Just having three identical route As is asking to crash the system, which has now happened, repeatedly.

31st Aug 2023, 21:44

#183 (permalink)

CBSITCB

Join Date: Mar 2016

Location: Location: Location

Posts: 59

Likes: 1

Received 0 Likes on 0 Posts

Quote:

Originally Posted by Neo380

The logic has to be 'if route A fails, switch to route B' (which can't just be a carbon copy of route A')

There was a ‘Route B' - manual ops. Very different, and safe (a point that NATS labours). Nobody died.

Last edited by CBSITCB; 1st Sep 2023 at 11:00. Reason: Typo

31st Aug 2023, 21:48

#184 (permalink)

Neo380

Join Date: Nov 2018

Location: UK

Posts: 82

Likes: 0

Received 0 Likes on 0 Posts

Manual ops is only a fail safe if you expect your entire (mission critical!) ATC system to catastrophically collapse - by which time 'mission critical' no longer applies.

31st Aug 2023, 22:47

#185 (permalink)

Neo380

Join Date: Nov 2018

Location: UK

Posts: 82

Likes: 0

Received 0 Likes on 0 Posts

Quote:

Originally Posted by Abrahn

The scenario you quoted wasn't an extreme edge case. The system was specified to be able to deal with 193 controllers but was only tested with 130. And broke at 153.

To use your analogy that's buying a 4 seater car and only bothering to check that there are 3 seats in it.

To sharpen the analogy, the system was specified for 193 controllers, was tested for 130, and broke at 153 (unsurprisingly), and then immediately broke again, and then immediately broke again (this is the piece than should be safe guarded against), leading to a complete system collapse, which should absolutely never happen.

1st Sep 2023, 01:11

#186 (permalink)

MarcK

Join Date: Oct 2004

Location: California

Posts: 386

Likes: 0

Received 11 Likes on 8 Posts

Quote:

Originally Posted by Murty

AFTN Message Format
The Message Text ends with the End-of-Message Signal, which is the four characters NNNN. The Ending itself comprises twelve letter shift signals which represent also a Message-Separation Signal..

twelve "letter shift signals"? We're talking Baudot teletype code (5-level, ITA2) here, which has been obsolete for about 60 years.If the system had upgraded to 8-bit codes you could use the specalized message separation characters SOH, STX/ETX, ETB/EOT, not to mention FS/GS/RS/US. I suppose no one wanted to take the hit for suggesting such a radical change.

1st Sep 2023, 07:25

#187 (permalink)

pax2908

Join Date: Aug 2003

Location: FR

Posts: 234

Likes: 0

Received 0 Likes on 0 Posts

Re. #179 (Los Angeles 2014). I would like to try to read the full report if available somewhere?

This in particular:
... exceeded the amount of memory allotted to handling the flight’s data, which in turn resulted in system errors and restarts ...
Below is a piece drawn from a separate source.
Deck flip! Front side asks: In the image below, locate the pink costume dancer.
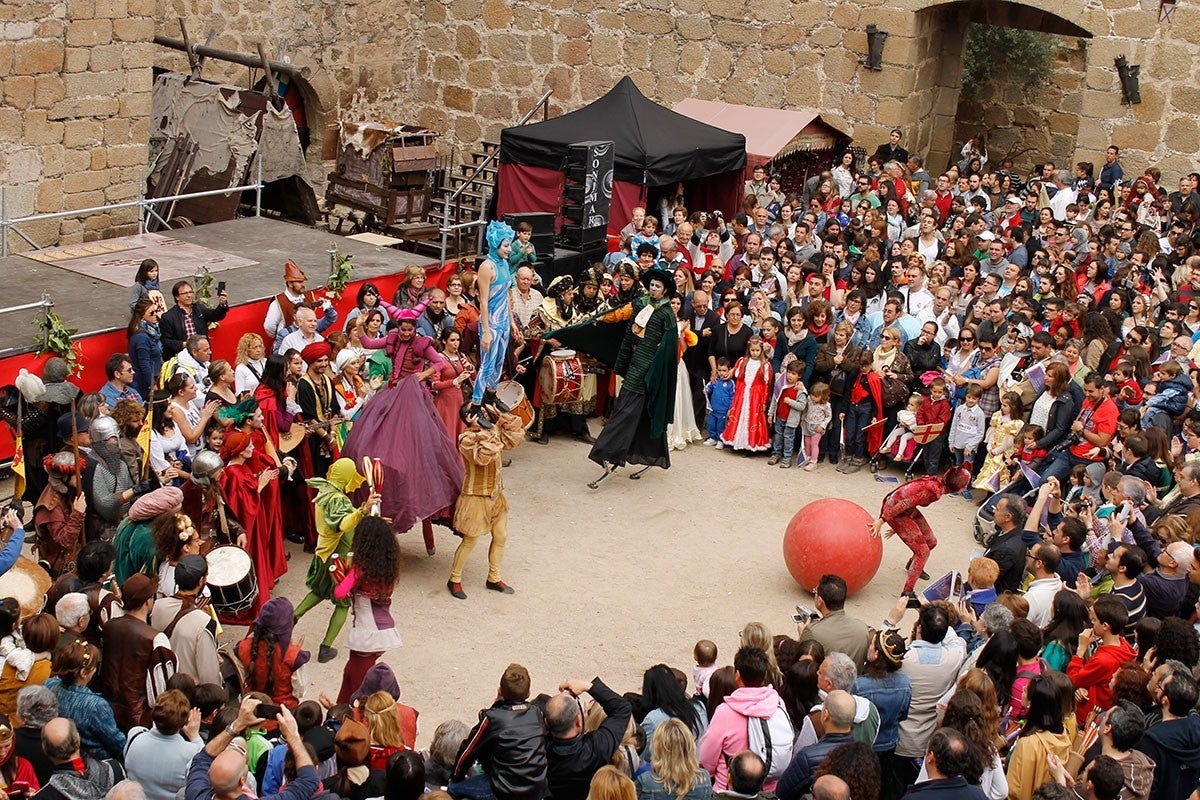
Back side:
[871,467,971,595]
[342,301,463,555]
OK, no good protection against excessive memory usage, resulting in system restarts ... But what seems even worse, is the part about "system restartS" (more than once). It suggests that it can be acceptable to have multiple restarts in a row, before some other action is taken (such as identifying which data input is causing a problem). This, in turn, makes me wonder how many such self-restarts occur on a regular basis ... these would normally be analyzed and their cause addressed, even in absence of a visible incident?

1st Sep 2023, 09:36

#188 (permalink)

golfbananajam

Join Date: Aug 2010

Location: UK

Age: 67

Posts: 170

Likes: 132

Received 36 Likes on 21 Posts

Quote:

Originally Posted by Neo380

That's really missing the point, as has been said a number of times.

This isn't an 'infinitesimal circumstance', that could never be tested for (unless all human inputs have become 100% reliable, which they are not, and never can be).

This is all about how a fail over works, or doesn't work to be more precise. The system should have switched to an iteration of the software that wasn't identical, so wasn't bound to immediately fail again. Because if it does the system has no fail safe and bound to collapse, catastrophically.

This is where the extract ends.